A descoberta do enterro de uma caçadora jovem levou a equipe a perguntar se ela integrava um padrão mais amplo de caçadoras ou era um caso único. Olhando para os registros publicados de sepultamentos do final do Pleistoceno e do início do Holoceno nas Américas do Norte e do Sul, os pesquisadores identificaram 429 indivíduos em 107 locais. Destes, 27 indivíduos estavam associados a ferramentas de caça de grande porte – 11 eram mulheres e 15, homens. A amostra foi suficiente para “garantir a conclusão de que a participação feminina na atividade de caça inicial era provavelmente não trivial”, disseram os pesquisadores.

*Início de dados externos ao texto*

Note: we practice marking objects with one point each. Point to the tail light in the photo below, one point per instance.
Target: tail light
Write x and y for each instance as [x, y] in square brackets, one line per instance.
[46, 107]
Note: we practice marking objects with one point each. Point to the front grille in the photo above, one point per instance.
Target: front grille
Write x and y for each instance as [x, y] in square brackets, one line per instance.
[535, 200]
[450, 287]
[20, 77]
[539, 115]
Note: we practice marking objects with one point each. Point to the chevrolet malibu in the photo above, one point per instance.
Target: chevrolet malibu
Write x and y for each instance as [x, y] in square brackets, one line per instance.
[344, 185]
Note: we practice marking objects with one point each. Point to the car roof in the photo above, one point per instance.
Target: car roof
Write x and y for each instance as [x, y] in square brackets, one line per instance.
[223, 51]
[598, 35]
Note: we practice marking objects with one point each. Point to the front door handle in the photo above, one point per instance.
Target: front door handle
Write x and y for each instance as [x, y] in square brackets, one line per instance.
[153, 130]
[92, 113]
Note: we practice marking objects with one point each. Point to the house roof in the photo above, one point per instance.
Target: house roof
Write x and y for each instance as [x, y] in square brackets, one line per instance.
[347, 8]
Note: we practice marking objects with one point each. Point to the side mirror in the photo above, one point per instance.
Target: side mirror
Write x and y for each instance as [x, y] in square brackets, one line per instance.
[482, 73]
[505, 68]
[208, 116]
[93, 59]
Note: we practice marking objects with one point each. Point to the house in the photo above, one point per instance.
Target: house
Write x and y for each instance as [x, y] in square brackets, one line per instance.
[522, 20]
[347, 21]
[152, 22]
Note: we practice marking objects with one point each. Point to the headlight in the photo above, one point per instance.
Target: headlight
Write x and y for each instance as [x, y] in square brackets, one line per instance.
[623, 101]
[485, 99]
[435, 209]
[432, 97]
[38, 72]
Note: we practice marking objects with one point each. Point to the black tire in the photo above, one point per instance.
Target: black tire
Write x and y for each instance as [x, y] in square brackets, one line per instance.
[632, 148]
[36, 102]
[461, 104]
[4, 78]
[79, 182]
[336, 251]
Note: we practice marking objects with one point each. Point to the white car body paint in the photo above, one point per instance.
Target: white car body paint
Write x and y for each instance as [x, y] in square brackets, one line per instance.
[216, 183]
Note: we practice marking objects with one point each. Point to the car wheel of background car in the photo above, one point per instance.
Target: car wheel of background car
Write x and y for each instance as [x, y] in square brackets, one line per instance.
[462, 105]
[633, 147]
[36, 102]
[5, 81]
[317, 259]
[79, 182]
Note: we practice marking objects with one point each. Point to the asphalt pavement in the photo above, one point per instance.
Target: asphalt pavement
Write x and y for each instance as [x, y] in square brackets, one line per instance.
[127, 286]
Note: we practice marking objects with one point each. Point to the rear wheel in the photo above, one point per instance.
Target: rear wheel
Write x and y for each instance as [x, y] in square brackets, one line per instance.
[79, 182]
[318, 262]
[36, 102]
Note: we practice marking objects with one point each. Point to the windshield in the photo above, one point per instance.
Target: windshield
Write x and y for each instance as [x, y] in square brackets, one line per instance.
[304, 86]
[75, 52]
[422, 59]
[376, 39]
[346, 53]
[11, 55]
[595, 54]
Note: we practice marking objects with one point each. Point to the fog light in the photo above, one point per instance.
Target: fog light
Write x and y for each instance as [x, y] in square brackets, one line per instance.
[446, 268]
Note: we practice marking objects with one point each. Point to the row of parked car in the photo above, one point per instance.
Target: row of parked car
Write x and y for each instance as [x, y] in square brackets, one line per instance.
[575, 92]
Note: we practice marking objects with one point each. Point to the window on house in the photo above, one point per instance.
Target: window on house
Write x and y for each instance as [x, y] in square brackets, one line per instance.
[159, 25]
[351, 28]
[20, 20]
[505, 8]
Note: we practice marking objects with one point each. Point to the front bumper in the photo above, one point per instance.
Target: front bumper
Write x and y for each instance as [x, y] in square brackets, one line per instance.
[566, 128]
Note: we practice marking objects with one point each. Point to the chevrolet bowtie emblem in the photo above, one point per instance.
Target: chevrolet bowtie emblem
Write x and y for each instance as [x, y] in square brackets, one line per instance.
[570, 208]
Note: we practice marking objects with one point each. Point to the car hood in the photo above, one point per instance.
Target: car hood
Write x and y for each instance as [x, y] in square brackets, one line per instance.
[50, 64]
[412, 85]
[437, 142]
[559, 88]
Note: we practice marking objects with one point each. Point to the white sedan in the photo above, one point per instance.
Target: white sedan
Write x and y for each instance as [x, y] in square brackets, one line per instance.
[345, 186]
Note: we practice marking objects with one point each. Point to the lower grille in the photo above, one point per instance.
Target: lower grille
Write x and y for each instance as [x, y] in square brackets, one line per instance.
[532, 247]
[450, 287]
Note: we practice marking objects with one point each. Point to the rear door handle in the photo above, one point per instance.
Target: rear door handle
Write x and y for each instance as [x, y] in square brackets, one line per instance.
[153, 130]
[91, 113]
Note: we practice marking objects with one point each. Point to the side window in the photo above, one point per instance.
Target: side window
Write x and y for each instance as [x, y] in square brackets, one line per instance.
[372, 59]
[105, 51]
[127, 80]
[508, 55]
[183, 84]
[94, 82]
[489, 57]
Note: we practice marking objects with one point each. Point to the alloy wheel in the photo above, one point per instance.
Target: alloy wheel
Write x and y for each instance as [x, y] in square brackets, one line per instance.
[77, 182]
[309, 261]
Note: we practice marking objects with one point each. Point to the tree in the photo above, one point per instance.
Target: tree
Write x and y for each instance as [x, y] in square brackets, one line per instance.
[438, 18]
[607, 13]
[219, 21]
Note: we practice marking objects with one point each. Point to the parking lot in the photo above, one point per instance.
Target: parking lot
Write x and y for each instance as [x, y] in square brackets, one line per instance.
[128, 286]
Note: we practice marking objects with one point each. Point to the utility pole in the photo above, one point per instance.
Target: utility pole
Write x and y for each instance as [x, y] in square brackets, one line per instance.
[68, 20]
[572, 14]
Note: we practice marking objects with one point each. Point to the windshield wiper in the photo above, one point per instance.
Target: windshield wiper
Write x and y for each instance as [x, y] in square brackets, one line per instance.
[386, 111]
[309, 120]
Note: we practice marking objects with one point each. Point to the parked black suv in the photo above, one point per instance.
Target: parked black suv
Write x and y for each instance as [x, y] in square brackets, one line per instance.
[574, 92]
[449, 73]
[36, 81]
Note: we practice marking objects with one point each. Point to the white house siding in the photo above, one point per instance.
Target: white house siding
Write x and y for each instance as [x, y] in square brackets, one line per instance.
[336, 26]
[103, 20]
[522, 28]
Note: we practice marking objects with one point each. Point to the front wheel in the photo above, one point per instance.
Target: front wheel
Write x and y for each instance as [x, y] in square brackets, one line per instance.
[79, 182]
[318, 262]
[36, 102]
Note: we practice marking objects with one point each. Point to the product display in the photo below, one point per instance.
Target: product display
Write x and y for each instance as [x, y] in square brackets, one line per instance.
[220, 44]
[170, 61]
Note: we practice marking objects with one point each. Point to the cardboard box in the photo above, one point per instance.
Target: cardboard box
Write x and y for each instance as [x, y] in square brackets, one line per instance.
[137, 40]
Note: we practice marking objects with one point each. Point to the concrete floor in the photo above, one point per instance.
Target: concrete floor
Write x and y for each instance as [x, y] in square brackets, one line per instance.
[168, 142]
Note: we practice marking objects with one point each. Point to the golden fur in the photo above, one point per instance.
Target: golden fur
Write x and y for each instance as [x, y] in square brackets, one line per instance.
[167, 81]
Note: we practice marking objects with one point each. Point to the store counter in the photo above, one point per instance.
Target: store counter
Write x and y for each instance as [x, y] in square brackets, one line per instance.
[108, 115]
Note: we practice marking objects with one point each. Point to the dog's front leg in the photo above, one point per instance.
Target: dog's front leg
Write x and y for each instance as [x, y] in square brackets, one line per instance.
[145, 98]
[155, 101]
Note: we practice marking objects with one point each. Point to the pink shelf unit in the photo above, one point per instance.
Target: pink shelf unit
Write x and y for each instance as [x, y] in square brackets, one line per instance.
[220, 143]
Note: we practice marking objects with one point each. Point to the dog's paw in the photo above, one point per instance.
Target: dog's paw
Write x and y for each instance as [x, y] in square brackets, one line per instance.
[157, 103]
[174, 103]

Além disso, a análise identificou a caçadora de Wilamaya Patjxa como o primeiro enterro de caçadora nas Américas.

Nível de participação surpreendente

A análise estatística mostra que em algo entre 30% e 50% dos caçadores nessas populações eram mulheres, disse o estudo. Esse nível de participação contrasta fortemente com os caçadores-coletores recentes e até mesmo com as sociedades agrícolas e capitalistas. Em tais grupos, a caça é uma atividade decididamente masculina, com baixos níveis de participação feminina – certamente abaixo de 30%, explicou Haas.

O estudo foi conduzido em colaboração com vários laboratórios da UC Davis. Parker, um especialista forense do Departamento de Toxicologia Ambiental, ajudou a determinar o sexo por meio de uma técnica proteômica que desenvolveu recentemente. No laboratório do professor Jelmer Eerkens, Jenny Chen, pesquisadora universitária na época do estudo, descobriu a assinatura isotópica distinta do consumo de carne nos osso. Isso apoiou ainda mais a conclusão de que a mulher de Wilamaya Patjxa era uma caçadora.

Sítio de escavação em Wilamaya Patjxa. Crédito: Randall Haas

Embora a pesquisa responda a uma velha questão sobre a divisão sexual do trabalho nas sociedades humanas, ela também levanta algumas novas. A equipe agora deseja compreender como a divisão sexual do trabalho e suas consequências em diferentes épocas e lugares mudaram entre as populações de caçadores-coletores nas Américas.